December's APR is 5.444% on a 30-Year and 4.952% on a 15-Year, both conforming. November's rates were 5.065% on a 30-Year and 4.573% on a 15-Year, both conforming. If you qualify for FHA or VA loans (or the newly popular USDA loans), these programs have are attractive for low downpayment buyers. Limits for FHA and conventional conforming loans went up with the stimulus bill signed earlier this year. FHA maximum is $475,000, and the conventional conforming limit has returned to $475,000. Lending programs for jumbo loans have improved considerably, with the larger banks starting to come back to this market.

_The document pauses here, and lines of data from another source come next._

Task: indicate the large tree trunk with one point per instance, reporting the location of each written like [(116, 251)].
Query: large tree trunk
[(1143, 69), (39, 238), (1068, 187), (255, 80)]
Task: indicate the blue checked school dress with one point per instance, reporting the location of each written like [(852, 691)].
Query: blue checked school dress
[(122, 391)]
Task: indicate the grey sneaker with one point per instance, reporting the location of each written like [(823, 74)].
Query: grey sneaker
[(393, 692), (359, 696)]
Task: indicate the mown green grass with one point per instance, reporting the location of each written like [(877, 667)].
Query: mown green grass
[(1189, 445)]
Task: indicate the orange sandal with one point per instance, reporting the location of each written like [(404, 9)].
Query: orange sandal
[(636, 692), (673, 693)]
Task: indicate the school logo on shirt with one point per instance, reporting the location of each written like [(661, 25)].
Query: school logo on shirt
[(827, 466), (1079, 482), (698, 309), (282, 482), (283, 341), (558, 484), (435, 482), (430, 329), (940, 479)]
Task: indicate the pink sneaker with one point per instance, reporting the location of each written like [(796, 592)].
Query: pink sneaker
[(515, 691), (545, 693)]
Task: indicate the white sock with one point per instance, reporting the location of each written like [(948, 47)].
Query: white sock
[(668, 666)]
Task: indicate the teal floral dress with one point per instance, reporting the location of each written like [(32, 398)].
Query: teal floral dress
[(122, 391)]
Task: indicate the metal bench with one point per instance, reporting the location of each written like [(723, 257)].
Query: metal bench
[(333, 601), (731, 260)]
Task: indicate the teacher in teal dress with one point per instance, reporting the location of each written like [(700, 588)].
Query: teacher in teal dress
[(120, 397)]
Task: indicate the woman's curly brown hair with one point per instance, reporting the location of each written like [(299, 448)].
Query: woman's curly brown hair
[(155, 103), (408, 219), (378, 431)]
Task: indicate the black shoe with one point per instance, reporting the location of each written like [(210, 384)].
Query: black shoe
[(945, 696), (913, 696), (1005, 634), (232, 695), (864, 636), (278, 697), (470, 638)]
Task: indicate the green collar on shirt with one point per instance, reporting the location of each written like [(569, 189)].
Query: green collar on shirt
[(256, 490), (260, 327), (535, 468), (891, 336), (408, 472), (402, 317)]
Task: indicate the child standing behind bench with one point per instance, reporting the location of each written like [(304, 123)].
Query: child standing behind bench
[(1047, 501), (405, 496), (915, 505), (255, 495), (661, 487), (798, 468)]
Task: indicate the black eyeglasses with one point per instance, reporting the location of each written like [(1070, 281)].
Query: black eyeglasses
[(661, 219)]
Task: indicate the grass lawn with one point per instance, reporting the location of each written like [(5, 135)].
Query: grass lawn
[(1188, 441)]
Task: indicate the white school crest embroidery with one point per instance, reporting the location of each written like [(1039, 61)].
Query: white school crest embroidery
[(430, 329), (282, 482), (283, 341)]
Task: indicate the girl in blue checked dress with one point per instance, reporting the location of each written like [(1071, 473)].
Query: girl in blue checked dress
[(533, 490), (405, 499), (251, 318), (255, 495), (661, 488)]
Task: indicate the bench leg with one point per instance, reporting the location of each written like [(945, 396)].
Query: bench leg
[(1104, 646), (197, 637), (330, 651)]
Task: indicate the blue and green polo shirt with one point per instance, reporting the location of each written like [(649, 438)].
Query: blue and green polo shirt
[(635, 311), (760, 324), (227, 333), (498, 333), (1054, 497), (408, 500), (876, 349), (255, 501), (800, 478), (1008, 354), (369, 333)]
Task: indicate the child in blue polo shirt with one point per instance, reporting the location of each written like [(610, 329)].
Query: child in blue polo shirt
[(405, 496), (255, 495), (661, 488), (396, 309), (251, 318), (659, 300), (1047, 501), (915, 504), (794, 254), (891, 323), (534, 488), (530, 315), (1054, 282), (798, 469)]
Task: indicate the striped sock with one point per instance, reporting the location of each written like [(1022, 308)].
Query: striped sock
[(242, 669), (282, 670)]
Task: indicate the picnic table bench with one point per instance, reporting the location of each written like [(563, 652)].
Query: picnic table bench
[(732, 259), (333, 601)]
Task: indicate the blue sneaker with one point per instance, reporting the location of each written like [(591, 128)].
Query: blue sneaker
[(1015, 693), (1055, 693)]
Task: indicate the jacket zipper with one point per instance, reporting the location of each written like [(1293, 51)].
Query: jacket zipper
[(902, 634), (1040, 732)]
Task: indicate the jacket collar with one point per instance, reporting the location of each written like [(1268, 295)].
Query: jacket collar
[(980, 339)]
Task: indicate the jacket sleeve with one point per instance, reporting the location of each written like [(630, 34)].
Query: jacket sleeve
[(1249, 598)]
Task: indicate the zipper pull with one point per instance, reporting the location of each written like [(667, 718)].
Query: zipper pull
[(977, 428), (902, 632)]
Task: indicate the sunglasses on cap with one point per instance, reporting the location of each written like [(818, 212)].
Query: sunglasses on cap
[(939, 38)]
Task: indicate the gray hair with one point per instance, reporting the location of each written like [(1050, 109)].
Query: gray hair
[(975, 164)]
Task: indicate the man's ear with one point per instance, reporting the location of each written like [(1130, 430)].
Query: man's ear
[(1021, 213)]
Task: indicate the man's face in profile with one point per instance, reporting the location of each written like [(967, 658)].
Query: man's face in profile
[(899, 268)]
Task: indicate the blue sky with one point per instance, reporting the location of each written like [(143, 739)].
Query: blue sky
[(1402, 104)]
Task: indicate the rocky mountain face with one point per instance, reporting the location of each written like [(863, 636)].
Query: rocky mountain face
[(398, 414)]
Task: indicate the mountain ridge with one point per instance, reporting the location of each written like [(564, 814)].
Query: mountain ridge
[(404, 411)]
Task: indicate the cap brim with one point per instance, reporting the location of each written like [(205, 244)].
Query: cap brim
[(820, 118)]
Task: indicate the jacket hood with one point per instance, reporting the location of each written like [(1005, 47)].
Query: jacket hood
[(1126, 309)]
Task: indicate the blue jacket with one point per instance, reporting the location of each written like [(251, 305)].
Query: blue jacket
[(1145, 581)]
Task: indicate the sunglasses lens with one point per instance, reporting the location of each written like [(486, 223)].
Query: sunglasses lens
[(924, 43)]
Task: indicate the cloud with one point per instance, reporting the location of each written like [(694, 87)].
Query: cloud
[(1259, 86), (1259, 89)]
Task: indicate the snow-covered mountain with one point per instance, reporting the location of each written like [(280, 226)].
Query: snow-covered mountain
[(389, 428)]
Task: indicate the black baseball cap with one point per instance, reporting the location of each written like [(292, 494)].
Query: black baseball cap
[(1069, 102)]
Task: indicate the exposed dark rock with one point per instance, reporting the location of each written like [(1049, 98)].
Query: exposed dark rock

A typical 30 year fixed jumbo APR (with total costs of the loan, not just the rate factored in) is 5.895% on one major bank web site - unchanged from last month. Local credit unions and savings and loans may be able to beat this rate for some jumbo loans. To check the daily rate you can contact your lender or preview web sites such as this one - http://bankrate.com/.
That's about all we have to say in 2009. We at Prowse and Company wish you a Happy New Year!